Monday, February 29, 2016

Review: DON'T GET CAUGHT by Kurt Dinan

Don't Get Caught by Kurt Dinan
My rating: 5 of 5 stars


There are certain types of movies that will always get an insta-watch from me.

For example, heists.

I love how screenwriters come up with these intricate plans of attack that have to be carried out by a select group of friends, each with their own strengths. These stories are always full of villains and red herrings, twists and turns, botches and foils, love and betrayal. It's storytelling at its absolute action-packed peak.

So when I heard this book pitched as The Breakfast Club meets Oceans Eleven, I jumped on the chance to read it. I mean, come on. Incredible heist + unlikely friends? How could than not = literary perfection?

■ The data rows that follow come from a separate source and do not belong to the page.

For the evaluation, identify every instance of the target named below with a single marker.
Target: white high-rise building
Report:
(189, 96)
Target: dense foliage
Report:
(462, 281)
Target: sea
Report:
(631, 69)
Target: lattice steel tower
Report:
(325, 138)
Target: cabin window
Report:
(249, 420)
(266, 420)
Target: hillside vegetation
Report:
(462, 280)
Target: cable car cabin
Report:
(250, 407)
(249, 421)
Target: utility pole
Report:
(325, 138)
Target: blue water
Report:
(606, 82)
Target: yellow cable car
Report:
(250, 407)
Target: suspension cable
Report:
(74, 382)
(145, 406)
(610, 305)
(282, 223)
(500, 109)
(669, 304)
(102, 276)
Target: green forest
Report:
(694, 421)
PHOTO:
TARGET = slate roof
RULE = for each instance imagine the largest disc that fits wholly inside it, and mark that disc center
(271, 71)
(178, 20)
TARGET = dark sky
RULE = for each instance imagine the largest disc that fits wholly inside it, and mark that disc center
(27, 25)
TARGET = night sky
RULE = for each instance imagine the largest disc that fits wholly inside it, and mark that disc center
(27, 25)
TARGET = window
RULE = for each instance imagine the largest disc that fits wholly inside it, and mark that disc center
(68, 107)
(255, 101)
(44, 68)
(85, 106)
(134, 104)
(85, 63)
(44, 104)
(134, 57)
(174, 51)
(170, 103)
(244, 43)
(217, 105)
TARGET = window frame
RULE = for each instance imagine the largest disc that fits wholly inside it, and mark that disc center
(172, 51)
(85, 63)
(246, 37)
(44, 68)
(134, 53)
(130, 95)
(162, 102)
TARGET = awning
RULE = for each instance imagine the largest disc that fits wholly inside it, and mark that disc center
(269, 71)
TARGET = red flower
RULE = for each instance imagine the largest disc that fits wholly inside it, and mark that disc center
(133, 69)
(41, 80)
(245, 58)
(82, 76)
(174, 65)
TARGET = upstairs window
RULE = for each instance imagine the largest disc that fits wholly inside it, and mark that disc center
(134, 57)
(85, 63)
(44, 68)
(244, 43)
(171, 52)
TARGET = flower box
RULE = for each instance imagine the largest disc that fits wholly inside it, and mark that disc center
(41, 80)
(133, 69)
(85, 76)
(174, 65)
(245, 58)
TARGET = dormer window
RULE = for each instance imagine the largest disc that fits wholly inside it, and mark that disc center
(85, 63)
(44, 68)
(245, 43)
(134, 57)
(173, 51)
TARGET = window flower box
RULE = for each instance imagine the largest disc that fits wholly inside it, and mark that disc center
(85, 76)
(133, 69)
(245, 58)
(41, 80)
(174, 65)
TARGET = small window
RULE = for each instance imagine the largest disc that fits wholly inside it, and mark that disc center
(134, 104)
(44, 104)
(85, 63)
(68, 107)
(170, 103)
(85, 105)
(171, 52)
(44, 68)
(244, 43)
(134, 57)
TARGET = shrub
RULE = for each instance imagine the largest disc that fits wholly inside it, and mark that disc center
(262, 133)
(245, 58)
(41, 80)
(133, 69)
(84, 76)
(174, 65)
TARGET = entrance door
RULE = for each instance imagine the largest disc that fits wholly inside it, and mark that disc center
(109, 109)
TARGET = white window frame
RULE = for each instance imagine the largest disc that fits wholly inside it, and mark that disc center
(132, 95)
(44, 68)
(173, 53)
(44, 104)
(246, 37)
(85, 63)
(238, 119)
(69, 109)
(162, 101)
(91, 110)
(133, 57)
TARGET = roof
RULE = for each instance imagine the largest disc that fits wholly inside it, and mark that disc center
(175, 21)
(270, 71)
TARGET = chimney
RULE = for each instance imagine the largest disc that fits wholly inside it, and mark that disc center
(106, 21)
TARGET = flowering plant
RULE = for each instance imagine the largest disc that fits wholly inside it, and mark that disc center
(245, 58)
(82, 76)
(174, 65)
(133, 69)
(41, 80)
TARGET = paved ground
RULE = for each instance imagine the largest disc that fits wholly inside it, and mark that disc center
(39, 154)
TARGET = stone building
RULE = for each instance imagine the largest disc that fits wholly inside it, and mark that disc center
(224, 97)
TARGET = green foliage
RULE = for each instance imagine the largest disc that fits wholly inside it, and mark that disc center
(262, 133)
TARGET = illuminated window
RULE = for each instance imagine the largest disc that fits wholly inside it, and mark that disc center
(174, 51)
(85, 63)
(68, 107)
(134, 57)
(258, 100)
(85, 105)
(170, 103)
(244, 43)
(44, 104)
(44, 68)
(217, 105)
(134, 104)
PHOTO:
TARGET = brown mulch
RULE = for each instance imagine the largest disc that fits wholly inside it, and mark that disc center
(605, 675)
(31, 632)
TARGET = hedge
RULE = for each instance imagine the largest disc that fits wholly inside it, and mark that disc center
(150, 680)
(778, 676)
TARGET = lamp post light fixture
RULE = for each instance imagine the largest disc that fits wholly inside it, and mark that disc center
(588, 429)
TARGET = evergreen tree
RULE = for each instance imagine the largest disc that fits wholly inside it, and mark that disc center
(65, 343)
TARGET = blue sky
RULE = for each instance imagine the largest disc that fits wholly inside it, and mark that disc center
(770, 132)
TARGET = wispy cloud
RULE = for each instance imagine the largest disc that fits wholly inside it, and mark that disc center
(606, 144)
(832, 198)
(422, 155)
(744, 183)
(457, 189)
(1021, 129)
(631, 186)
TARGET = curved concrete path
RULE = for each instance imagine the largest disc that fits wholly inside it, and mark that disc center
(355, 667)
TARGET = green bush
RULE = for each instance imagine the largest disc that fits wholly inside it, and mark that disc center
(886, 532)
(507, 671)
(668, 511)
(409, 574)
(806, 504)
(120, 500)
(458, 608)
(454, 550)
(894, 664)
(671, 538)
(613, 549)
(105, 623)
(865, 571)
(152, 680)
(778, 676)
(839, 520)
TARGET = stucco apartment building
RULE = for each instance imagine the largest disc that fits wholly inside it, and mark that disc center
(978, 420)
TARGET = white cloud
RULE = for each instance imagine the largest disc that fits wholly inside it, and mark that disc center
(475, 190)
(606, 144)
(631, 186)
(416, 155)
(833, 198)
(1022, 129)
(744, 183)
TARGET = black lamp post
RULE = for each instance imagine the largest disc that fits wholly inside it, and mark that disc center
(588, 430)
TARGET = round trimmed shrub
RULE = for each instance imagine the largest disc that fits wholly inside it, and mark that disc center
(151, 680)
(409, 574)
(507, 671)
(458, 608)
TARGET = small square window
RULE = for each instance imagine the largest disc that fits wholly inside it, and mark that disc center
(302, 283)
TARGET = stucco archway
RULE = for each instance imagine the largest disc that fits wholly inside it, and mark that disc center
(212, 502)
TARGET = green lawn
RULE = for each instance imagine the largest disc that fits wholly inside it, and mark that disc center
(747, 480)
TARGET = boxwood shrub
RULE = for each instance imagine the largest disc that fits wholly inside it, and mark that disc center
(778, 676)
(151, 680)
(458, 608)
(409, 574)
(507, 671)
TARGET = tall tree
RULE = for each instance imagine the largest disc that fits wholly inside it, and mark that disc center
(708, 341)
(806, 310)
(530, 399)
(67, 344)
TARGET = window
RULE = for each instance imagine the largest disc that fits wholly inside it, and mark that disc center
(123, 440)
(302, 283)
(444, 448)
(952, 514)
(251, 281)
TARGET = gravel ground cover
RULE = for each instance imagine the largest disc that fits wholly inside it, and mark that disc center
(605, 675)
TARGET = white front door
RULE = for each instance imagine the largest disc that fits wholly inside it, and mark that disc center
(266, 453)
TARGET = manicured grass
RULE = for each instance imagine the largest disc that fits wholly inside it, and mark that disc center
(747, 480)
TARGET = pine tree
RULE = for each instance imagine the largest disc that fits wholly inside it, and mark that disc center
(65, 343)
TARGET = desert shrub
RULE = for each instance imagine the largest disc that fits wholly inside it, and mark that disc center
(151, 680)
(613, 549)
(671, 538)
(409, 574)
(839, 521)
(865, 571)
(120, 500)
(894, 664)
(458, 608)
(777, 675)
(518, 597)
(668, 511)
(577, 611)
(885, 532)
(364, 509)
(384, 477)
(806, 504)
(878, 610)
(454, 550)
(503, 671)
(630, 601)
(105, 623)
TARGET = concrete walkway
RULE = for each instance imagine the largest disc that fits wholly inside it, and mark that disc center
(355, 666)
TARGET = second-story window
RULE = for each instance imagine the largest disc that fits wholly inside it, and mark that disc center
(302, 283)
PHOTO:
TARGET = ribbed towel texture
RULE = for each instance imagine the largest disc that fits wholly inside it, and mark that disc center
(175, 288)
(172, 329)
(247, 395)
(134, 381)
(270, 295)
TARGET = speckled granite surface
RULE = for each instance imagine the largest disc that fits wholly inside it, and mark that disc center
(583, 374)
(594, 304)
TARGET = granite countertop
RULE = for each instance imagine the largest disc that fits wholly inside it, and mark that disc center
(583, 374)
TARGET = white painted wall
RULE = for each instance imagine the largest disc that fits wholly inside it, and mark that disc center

Plus those cows on the cover.

Cows are always a good sign, right?

Knowing my excitement for this book was at an eleven already, I dove in with a smidge of reluctance just to prepare myself for a potential letdown. But by the first chapter, that wall had cracked and crumbled as if David Hasselhoff himself were on top belting out a song in a light-up jacket. This book had me. It owned me. I belonged to it. There was no way I was going to put it down because there was no way it could get any better.

Except it did.

Chapter one gives us Max and four of his classmates, Wheeler, Ellie, Malone, and Adleta, getting framed for a pretty spectacular mega-prank and becoming the laughing stock of their school. But revenge is sweet and this group's got a serious hankering for some sugary payback (sorry...in my head that sounded really cool...). So Max and the others band together and plan a series of pranks to weed out the real criminals, the Chaos Club. Dinan infuses a brilliant layer of humor into his story and weaves in subtle and oftentimes surprising character complexities that keep Don't Get Caught from ever dipping its toes into the waters of stereotypes and tropes. Max becomes our guide through the world of high jinks, larks, and capers, utilizing his list of rules he's created from all of the heist movies he's watched. We get to watch friendships form, loves blossom, secrets revealed. The characters are wonderfully flawed, and even though you cheer them on, you begin to wonder (as they do) if they've begun to cross that line from hero to villain. The end result from all of this is a book absolutely brimming with humor, honesty, and heart.

And heists.

So. Much. Heisting.

The best part, though, is that even though the action begins early, Dinan gives this story time to breathe. He gives the readers time to breathe. We have time to think and wonder. And most importantly, we have time to appreciate. Which is a good thing, too. Because this book is packed with stuff you're going to fall in love with.